Ao ler o artigo da colunista do PÚBLICO Cármen Garcia, Todos diferentes, que subscrevo – gosto bastante de ler os artigos desta colunista , achei que faltava um “mas”. Um “mas” vindo de uma pessoa diferente, como eu. Diferente, leia-se deficiente. Escrevo este texto sob esteróides em sequência de uma neurocirurgia, executada na segunda-feira à tarde e com alta na quarta de manhã – os tais esteróides que fazem bem à inflamação causada pela covid-19. Sou multideficiente e, aos 37 anos, estou longe de achar que a minha vida é um fracasso, apesar de todo o trabalho extra que tenho tido e de várias expectativas esboroadas. Tento dar valor ao que tenho e ser agradecido às pessoas que me têm ajudado. Tento divertir-me sempre que acho que vai ser possível e não prestar demasiada atenção a coisas que acho que não valem apena. Contudo, se soubesse de antemão o que ia ser a minha vida, dificilmente teria adquirido bilhete. Considero que o “sucesso” não me compensou o transtorno, pelo menos até hoje.

Existem doenças genéticas, como a minha, e que podem ser herdadas, também como a minha. Para algumas já existem testes genéticos pré-implantação. Se se suspeita que uma patologia, ainda para mais “pesada”, pode passar para a geração seguinte.
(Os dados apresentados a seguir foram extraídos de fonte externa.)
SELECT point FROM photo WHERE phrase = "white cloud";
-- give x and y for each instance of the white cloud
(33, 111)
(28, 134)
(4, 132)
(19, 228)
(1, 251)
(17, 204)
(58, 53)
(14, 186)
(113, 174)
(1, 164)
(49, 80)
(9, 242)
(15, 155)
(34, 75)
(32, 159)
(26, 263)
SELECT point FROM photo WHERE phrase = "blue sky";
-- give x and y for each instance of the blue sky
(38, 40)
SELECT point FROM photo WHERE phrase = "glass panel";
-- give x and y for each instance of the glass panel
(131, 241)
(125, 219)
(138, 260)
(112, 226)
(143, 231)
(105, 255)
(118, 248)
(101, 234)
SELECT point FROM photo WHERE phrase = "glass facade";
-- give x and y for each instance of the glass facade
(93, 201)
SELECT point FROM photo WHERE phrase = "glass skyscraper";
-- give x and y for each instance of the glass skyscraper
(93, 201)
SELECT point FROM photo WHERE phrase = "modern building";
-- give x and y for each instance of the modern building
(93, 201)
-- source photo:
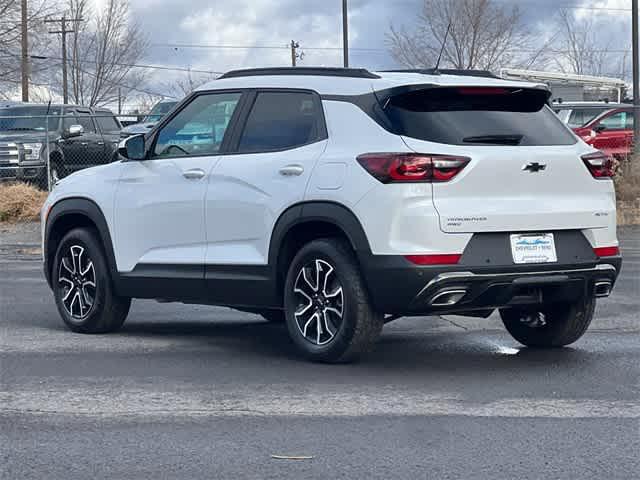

Considero do mais profundo bom senso usar os meios ao dispor para evitar que tal aconteça. Não se pede para nascer. É controverso pedir para morrer.

Eu gostava de ter uma vida normal, com escolhas normais e oportunidades normais. Gosto muito de contribuir para a sociedade, faço-o com gosto e, normalmente, não me importo de usar as minhas deficiências para isso. Mas é tudo. Porém, preferia não o fazer. E que ninguém se atreva a dizer que estou neste estado para glorificar o que quer que seja. A dignidade, que prezo muito, é um bem escasso e que se pode esboroar com grande facilidade. Quando se é, de alguma forma, mais frágil, a hipótese de isso acontecer é gigante, e isso, para mim, é uma aflição constante, algo que dispensava completamente.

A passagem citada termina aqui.